Linear Algebra (Mathemeticians)#

Introduction#

These notes are written from the perspective of a mathematician, which might be helpful.

Sets#

A set is an unordered collection of mathematical objects we call its elements.

\[\begin{gather*} A = \{1,2,3,4\} \end{gather*}\]

Above we have defined a set called \(A\) that contains the numbers 1,2,3,4. Because the order does not matter, if \(B = \{4,3,2,1\}\) then we say \(A = B\) as they contain the same elements. If \(A\) contained an element that \(B\) did not or vice-versa, they would not be equal as sets and we would write \(A \neq B\).

If we would like to indicate that an element \(x\) is in a set \(A\) then we write for short hand \(x \in A\). If we would like to indicate \(x\) is not in \(A\) then we write \(x \not \in A\).

There are a few common sets that are used so frequently they are given special symbols:

Symbol

Description

\(\emptyset\)

The set with no elements

\(\mathbb{Z}\)

The set of all whole numbers

\(\mathbb{R}\)

The set of all real numbers

\(\mathbb{C}\)

The set of all complex numbers

Often it is impractical or even impossible to explicitly list the elements of a set we wish to express, in which case we use set-builder notation:

\[\begin{gather*} A = \{ x | P(x) \} \end{gather*}\]

Where we specify the form of the elements \(x\) and give a true or false condition \(P(x)\) that defines which \(x\) are admissible. If we have multiple such rules we separate them with commas. For example, if we want the set of all integers between 0 and 5 we may write:

\[\begin{gather*} A = \{ x | 0 < x < 5, x \in \mathbb{Z} \} \end{gather*}\]

Which would again yield the set \(A = \{ 1, 2, 3, 4 \}\).

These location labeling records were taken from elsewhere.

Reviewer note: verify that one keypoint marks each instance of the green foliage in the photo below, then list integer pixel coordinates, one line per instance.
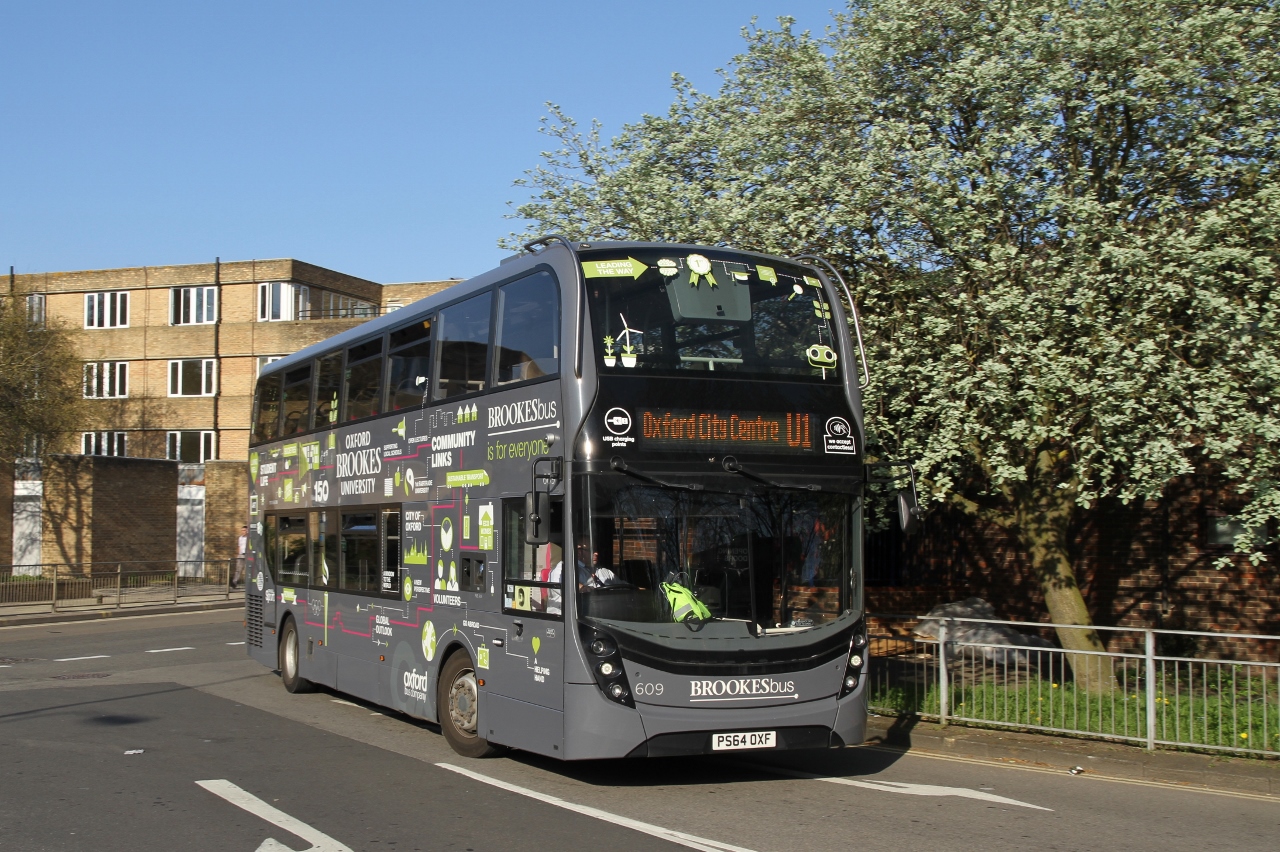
(1060, 218)
(40, 383)
(1225, 708)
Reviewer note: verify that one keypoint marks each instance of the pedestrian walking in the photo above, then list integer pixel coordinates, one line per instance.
(241, 554)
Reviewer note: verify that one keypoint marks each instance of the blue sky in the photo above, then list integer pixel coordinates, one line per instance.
(375, 138)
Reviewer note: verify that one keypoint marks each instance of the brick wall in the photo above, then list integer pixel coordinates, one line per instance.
(135, 509)
(225, 507)
(5, 514)
(109, 509)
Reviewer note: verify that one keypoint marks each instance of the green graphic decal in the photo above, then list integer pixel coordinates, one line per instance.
(415, 554)
(699, 268)
(630, 268)
(487, 526)
(465, 479)
(429, 641)
(821, 356)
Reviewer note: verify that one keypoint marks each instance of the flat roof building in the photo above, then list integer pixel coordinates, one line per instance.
(172, 352)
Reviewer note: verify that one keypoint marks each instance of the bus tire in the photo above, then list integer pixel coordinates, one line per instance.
(291, 659)
(458, 705)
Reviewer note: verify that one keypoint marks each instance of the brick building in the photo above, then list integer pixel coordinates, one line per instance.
(170, 356)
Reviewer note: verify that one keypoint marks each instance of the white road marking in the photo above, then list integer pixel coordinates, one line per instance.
(691, 841)
(319, 841)
(905, 788)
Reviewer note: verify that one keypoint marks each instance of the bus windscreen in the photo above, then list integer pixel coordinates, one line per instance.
(662, 312)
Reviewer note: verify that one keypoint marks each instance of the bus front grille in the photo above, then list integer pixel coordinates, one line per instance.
(254, 621)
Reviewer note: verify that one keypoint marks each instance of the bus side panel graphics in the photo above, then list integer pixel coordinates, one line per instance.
(663, 688)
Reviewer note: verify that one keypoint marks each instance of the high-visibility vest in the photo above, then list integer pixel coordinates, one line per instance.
(684, 604)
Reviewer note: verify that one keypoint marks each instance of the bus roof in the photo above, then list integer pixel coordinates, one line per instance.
(510, 266)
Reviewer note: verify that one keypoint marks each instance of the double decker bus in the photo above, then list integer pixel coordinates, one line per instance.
(604, 500)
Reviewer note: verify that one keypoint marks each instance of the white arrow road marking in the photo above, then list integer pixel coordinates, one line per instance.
(691, 841)
(319, 841)
(905, 788)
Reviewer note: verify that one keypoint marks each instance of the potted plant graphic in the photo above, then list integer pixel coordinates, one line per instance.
(629, 351)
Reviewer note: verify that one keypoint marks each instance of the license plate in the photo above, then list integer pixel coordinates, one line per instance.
(753, 740)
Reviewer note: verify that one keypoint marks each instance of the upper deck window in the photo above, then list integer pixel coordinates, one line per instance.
(682, 312)
(528, 333)
(365, 379)
(410, 365)
(464, 331)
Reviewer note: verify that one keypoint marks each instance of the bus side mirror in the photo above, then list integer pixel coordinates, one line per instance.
(908, 512)
(538, 517)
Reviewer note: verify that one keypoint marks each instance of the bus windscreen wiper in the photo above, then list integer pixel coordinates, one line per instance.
(618, 465)
(734, 466)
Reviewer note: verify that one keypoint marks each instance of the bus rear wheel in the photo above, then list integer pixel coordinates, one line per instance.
(289, 656)
(458, 705)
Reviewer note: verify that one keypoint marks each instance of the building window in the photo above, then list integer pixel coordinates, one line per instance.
(192, 378)
(106, 380)
(106, 310)
(36, 308)
(104, 444)
(280, 302)
(191, 448)
(192, 305)
(336, 306)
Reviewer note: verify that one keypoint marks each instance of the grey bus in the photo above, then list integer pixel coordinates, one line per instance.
(604, 500)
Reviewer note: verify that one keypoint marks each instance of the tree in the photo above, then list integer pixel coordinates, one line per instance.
(40, 383)
(1060, 218)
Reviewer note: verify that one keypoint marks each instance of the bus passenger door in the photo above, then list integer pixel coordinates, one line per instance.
(526, 647)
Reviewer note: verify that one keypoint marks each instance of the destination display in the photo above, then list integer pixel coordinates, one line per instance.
(722, 430)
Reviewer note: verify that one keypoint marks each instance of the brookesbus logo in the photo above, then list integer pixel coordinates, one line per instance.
(415, 685)
(741, 690)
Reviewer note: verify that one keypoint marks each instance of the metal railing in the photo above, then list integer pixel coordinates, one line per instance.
(1152, 687)
(95, 585)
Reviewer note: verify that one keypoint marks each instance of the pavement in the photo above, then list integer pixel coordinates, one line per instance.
(19, 615)
(905, 734)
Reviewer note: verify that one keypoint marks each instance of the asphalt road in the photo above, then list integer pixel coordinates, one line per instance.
(169, 737)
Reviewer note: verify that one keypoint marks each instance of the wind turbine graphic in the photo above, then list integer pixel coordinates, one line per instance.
(629, 351)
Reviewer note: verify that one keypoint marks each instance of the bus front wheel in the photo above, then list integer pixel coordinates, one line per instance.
(293, 682)
(458, 704)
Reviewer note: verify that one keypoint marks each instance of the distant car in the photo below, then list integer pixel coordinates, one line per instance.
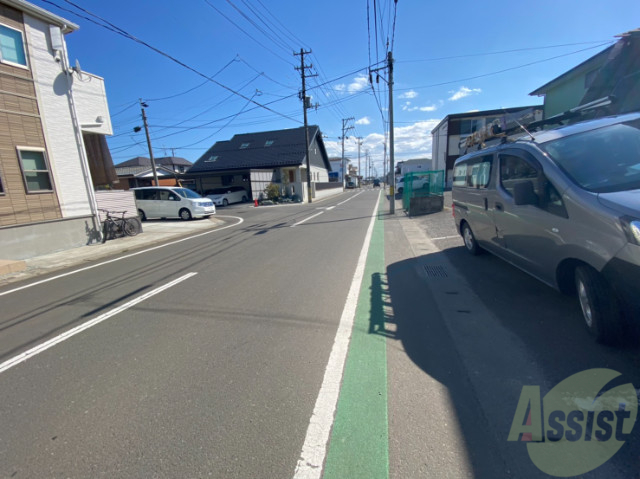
(171, 202)
(227, 195)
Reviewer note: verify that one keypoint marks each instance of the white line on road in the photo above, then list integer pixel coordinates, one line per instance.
(445, 237)
(349, 199)
(123, 257)
(307, 219)
(78, 329)
(314, 449)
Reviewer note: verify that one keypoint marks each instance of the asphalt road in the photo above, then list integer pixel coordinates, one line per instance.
(215, 376)
(208, 355)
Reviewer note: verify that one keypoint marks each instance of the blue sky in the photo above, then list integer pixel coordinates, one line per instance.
(451, 57)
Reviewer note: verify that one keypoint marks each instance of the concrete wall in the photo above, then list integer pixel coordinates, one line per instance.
(27, 241)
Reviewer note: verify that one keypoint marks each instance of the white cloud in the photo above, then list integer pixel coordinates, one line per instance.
(407, 107)
(358, 84)
(410, 94)
(411, 141)
(463, 92)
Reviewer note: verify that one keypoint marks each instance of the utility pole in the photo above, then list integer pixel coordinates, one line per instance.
(392, 190)
(306, 103)
(384, 163)
(359, 138)
(146, 130)
(345, 128)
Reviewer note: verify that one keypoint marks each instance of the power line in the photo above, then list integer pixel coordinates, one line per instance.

The vertical bar in set builder notation is read as “such that” and indicates that the conditions to be in the set follows. A colon may be used in its place and means the same thing.

Vector Spaces#

A vector is often thought of simply as a column of numbers. They are often indicated by a variable wearing an arrow for a hat.

\[\begin{gather*} \vec{v} = \begin{bmatrix} 1\\ -2\\ 3 \end{bmatrix} \end{gather*}\]

In this course we will think of that column of numbers as the coefficients of basis vectors used to construct \(\vec{v}\). Recall from undergraduate linear algebra that a basis for a vector space is a set of vectors that are linearly independent and span the space. For example, in \(\mathbb{R}^3\) the standard basis is:

\[\begin{gather*} \hat{i} = \begin{bmatrix} 1\\ 0\\ 0 \end{bmatrix}, \hat{j} = \begin{bmatrix} 0\\ 1\\ 0 \end{bmatrix}, \hat{k} = \begin{bmatrix} 0\\ 0\\ 1 \end{bmatrix} \end{gather*}\]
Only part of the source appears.